Google Woos Business Customers With Uptime Guarantee
Oct 31, 2008 2:29 PM PT
On occasion, Google's Gmail service has gone dark, in some cases for hours at a time. Predictably, users of the free service flipped out and took to the Web to sound off. Google's response, up to now, has merely been to issue apologies and get the system up and running again.
However, for users of its Google Apps Premier Edition -- a cloud-based suite that includes business-oriented messaging and collaboration apps, along with support and integration capabilities -- Google has rolled out a service level agreement (SLA) that guarantees 99.9 percent system accessibility.
Google did not respond to the E-Commerce Times' interview request by press time.
Terms and Conditions
The Google Apps Covered Services Web interface will be operational at least 99.9 percent of the time during any calendar month, according to company blog post.
If Google fails to fulfill this guarantee, and if the customer has met its obligations under the SLA, the customer will receive service credits, the number of which will be determined by a formula based on the length of the downtime. To receive the service credits, the customer must notify Google within 30 days.

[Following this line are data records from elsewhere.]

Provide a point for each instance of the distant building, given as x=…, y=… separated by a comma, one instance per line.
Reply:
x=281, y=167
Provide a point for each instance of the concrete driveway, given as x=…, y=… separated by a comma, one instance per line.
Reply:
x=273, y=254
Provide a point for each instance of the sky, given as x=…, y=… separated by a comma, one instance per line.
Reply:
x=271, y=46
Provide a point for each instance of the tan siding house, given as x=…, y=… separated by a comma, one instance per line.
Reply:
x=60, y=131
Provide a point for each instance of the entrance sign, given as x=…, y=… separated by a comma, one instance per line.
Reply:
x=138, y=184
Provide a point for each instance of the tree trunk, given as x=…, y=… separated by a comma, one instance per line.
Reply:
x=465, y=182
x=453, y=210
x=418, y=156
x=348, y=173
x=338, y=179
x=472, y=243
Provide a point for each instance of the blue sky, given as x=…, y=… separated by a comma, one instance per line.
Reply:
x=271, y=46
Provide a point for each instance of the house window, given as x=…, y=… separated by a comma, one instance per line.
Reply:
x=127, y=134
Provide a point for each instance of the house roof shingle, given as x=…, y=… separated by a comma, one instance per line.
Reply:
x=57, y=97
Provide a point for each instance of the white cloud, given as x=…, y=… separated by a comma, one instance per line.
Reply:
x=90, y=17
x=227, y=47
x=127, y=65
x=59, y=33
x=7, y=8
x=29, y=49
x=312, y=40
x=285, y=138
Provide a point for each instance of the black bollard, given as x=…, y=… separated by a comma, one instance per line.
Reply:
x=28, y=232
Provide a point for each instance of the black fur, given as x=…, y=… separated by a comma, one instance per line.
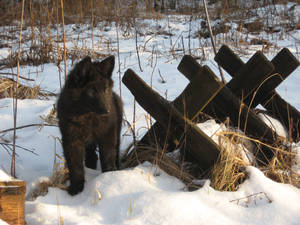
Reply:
x=90, y=116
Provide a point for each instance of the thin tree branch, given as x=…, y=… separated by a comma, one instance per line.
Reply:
x=29, y=125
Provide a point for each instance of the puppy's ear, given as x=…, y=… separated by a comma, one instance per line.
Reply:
x=80, y=73
x=106, y=66
x=83, y=66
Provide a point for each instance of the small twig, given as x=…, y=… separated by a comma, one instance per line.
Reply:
x=14, y=74
x=161, y=77
x=5, y=145
x=26, y=126
x=253, y=195
x=213, y=40
x=64, y=36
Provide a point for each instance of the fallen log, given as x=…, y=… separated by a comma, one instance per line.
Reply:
x=284, y=64
x=226, y=104
x=193, y=140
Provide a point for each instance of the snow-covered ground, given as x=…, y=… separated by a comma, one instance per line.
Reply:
x=144, y=194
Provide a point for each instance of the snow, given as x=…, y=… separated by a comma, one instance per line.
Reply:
x=4, y=176
x=144, y=194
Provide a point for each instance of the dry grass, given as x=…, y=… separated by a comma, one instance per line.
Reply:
x=7, y=90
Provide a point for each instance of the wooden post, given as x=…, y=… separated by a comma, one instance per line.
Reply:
x=226, y=104
x=12, y=201
x=189, y=103
x=284, y=64
x=197, y=143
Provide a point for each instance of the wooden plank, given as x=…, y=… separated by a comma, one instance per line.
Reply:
x=226, y=104
x=197, y=143
x=284, y=64
x=187, y=103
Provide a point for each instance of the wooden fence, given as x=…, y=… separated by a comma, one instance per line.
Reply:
x=252, y=83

The aggregate maximum number of service credits in a single calendar month will not exceed 15 days.
Google defines downtime as a period in which there is a more than a 5 percent user error rate as measured by server side error rate lasting 10 consecutive minutes. Intermittent downtime for a period of less than 10 minutes does not count.
The SLA covers Gmail, Google Calendar, Google Talk, Google Docs and Google Sites components of the Google Apps Service.
Google received a huge amount of negative publicity when Gmail crashed, Daniel Golding, vice president and research director for Tier1 Research, told the E-Commerce Times. "There are bloggers that circle like vultures whenever a service, particularly a free service, goes down."
Also, enterprises love SLAs on principle. These two reasons were probably the drivers behind the SLA, Golding speculated.
Still, before relying on Google Apps for company business, he would request a detailed report of uptime and downtime over the past six months. "SLAs have nothing to do with performance -- they are really just marketing tools. Any payout under them would be a marketing cost."
The best indicator of a reliable service, said Golding, is past performance -- not a promise to reimburse a corporation with credits to compensate for future failures.